J’ai donc, monsieur, l’honneur de vous en avertir. Il se présentera à vous avec une belle mine et une chétive recommandation. Pardonnez-moi, je vous en conjure, cette importunité ; ce n’est pas ma faute. Je n’ai pu résister au plaisir de me vanter de vos bontés, et un passant a dit : « J’en retiens part. »

S’il arrivait, en effet, que ce jeune homme fût sage, serviable, instruit, et qu’allant en ambassade vous eussiez par hasard besoin de lui, informez-vous-en au noviciat des jésuites. Il a été deux ans novice, malgré lui[2]. Son père, congréganiste de la congrégation des Messieurs[3] (vous connaissez cela), voulait en faire un saint de la compagnie de Jésus ; mais il vaut mieux vivre à votre suite que dans cette compagnie.
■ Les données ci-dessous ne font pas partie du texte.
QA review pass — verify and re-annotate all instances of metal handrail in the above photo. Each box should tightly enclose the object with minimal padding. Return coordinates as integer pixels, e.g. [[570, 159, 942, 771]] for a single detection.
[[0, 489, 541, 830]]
Pour moi, je vivrai pour vous être à jamais attaché avec la plus respectueuse et la plus tendre reconnaissance.

  1. Voyez une note sur la lettre 854.
  2. Cet apprenti jésuite est nommé Degouve, à la fin des lettres 1100 et 1116.
  3. Les jésuites avaient deux congrégations dans leurs collèges : celle des écoliers, et celle des sots du quartier, qu’on appelait Congrégation des Messieurs. (K.)